Apple Founded
Steve Jobs, Steve Wozniak and Ronald Wayne founded Apple Computer Company
April 01, 1976
Three Men and a Garage
Apple Computer Company was founded on April 1, 1976, by Steve Jobs, Steve Wozniak, and Ronald Wayne. The company was born in the garage of the Jobs family home in Los Cupertino, California. Wozniak had designed a new kind of personal computer called the Apple I, and Jobs saw its commercial potential. Wayne, an older colleague who had worked with Jobs at Atari, drew the original Apple logo and wrote the partnership agreement. However, Wayne sold his 10 percent stake just 12 days later for $800, fearing financial liability. That stake would eventually be worth hundreds of billions of dollars.
The Apple I and the Birth of the Company
The Apple I was sold as a circuit board that hobbyists assembled themselves. It retailed for $666.66, a price Wozniak chose simply because he liked repeating digits. About 200 units were produced, and the computer was sold primarily through a local electronics retailer called the Byte Shop. The success of the Apple I gave the founders enough momentum to develop the Apple II, which launched in 1977 and became one of the first highly successful mass-produced personal computers. The Apple II featured a color display, a keyboard, and an expandable design that made it popular with schools, businesses, and home users alike.
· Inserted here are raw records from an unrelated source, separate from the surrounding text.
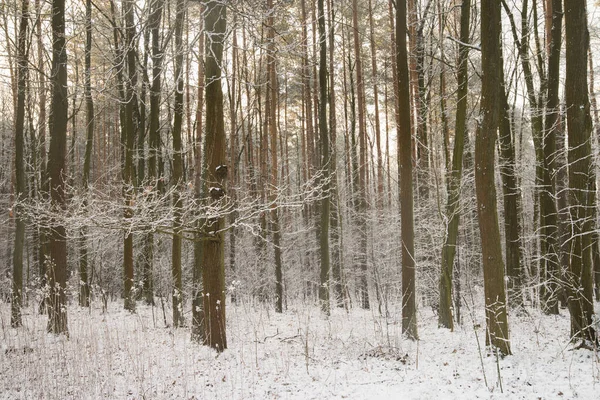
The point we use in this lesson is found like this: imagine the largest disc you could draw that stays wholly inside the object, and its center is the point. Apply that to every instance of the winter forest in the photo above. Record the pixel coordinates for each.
(299, 199)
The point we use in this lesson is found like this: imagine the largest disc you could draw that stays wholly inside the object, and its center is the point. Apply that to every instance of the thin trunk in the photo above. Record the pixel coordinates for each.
(454, 179)
(153, 143)
(57, 244)
(197, 293)
(20, 186)
(375, 77)
(552, 272)
(128, 149)
(336, 215)
(325, 164)
(362, 165)
(271, 120)
(177, 172)
(581, 197)
(84, 289)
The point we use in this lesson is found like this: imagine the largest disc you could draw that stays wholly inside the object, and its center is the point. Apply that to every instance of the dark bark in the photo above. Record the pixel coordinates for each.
(22, 70)
(409, 306)
(325, 164)
(57, 243)
(445, 317)
(361, 189)
(84, 288)
(177, 172)
(491, 103)
(581, 196)
(213, 263)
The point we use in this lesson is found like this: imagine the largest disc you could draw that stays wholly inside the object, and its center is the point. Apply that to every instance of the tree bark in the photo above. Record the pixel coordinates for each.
(57, 267)
(491, 102)
(409, 306)
(445, 317)
(325, 164)
(84, 288)
(177, 172)
(361, 190)
(579, 125)
(22, 77)
(213, 263)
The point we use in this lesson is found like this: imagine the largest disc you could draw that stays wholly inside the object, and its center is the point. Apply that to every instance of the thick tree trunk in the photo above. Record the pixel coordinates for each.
(581, 197)
(213, 263)
(409, 306)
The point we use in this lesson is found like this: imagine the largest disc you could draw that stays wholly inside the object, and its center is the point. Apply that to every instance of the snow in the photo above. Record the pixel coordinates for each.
(296, 355)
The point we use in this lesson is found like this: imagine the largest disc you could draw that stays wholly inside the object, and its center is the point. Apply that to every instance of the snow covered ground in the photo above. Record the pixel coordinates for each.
(297, 355)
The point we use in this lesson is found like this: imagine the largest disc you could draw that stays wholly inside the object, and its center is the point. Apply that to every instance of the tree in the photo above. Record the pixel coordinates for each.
(156, 10)
(361, 189)
(84, 288)
(197, 300)
(325, 163)
(581, 196)
(128, 139)
(409, 307)
(271, 122)
(57, 243)
(491, 102)
(17, 276)
(177, 173)
(445, 317)
(215, 173)
(552, 271)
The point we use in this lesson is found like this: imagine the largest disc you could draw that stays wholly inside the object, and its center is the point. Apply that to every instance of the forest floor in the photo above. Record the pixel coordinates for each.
(296, 355)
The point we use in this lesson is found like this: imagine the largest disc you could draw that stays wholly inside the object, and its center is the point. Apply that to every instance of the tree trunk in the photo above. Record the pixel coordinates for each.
(336, 215)
(325, 163)
(177, 172)
(445, 317)
(22, 70)
(491, 103)
(153, 143)
(271, 119)
(213, 263)
(198, 334)
(362, 165)
(128, 149)
(409, 306)
(579, 126)
(552, 275)
(57, 267)
(84, 288)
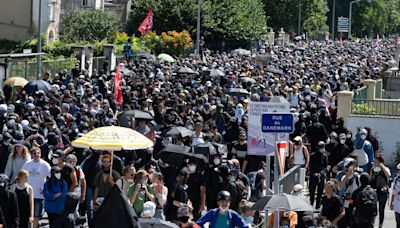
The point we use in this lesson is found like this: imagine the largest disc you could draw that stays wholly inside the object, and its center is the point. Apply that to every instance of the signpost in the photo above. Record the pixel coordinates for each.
(343, 24)
(277, 123)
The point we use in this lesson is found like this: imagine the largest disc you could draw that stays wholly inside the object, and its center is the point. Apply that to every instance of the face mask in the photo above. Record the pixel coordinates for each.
(250, 220)
(192, 168)
(184, 219)
(54, 161)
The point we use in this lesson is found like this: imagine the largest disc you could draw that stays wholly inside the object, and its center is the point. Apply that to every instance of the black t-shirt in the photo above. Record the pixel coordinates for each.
(66, 174)
(331, 207)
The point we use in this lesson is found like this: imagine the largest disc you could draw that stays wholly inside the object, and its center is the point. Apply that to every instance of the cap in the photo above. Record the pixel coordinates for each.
(233, 161)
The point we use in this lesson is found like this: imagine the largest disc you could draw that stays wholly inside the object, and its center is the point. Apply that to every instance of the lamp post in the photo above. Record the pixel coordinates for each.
(39, 57)
(350, 12)
(198, 28)
(333, 19)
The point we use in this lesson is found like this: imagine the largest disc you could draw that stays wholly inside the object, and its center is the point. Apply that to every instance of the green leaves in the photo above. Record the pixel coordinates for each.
(88, 25)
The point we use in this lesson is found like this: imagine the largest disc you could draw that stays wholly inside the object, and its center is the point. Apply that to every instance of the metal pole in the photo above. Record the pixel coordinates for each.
(299, 20)
(276, 182)
(39, 57)
(333, 19)
(198, 28)
(350, 9)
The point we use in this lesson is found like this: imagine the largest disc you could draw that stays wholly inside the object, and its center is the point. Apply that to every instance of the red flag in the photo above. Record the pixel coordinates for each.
(147, 23)
(117, 87)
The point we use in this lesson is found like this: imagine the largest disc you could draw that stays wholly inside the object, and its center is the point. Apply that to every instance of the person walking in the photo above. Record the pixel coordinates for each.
(38, 170)
(222, 217)
(55, 193)
(380, 183)
(24, 194)
(17, 158)
(395, 199)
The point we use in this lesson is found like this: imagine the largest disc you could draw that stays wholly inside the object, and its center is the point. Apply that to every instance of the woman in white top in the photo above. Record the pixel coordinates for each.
(160, 194)
(126, 180)
(395, 199)
(299, 153)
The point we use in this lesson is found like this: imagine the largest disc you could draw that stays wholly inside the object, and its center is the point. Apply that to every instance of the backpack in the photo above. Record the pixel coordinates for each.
(366, 204)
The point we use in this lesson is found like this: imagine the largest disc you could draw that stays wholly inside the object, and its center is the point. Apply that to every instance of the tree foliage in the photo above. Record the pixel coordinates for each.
(227, 19)
(88, 25)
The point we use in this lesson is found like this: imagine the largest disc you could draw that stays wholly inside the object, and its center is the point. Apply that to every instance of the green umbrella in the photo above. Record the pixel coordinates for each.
(166, 57)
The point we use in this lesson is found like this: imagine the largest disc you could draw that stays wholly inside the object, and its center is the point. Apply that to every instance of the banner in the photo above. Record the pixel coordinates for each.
(259, 143)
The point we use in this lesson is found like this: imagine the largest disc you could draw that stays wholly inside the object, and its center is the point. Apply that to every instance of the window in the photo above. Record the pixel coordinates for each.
(52, 5)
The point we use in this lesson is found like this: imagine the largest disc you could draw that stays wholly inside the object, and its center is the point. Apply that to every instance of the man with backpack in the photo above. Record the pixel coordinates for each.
(222, 217)
(365, 203)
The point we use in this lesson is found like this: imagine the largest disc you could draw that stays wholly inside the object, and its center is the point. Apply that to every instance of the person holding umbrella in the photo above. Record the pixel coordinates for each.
(222, 216)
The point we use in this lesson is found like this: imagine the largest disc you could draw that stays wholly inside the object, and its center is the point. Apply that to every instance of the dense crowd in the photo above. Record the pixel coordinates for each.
(346, 172)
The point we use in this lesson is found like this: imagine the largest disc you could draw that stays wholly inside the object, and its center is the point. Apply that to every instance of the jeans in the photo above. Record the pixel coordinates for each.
(314, 183)
(382, 199)
(89, 203)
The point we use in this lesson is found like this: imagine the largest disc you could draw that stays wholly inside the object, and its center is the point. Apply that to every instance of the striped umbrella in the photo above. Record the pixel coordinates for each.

From Garage to the World's Most Valuable Company
Apple went public on December 12, 1980, creating instant millionaires among its employees and making Jobs and Wozniak extraordinarily wealthy. The company faced serious struggles in the late 1980s and 1990s after Jobs was forced out in 1985. When he returned in 1997, Apple was near bankruptcy. Jobs led a remarkable turnaround with the iMac, iPod, iPhone, and iPad, transforming Apple into the most valuable company in the world. In August 2018, Apple became the first U.S. company to reach a market capitalization of one trillion dollars. The journey from that garage in 1976 to that milestone is one of the most remarkable stories in business history.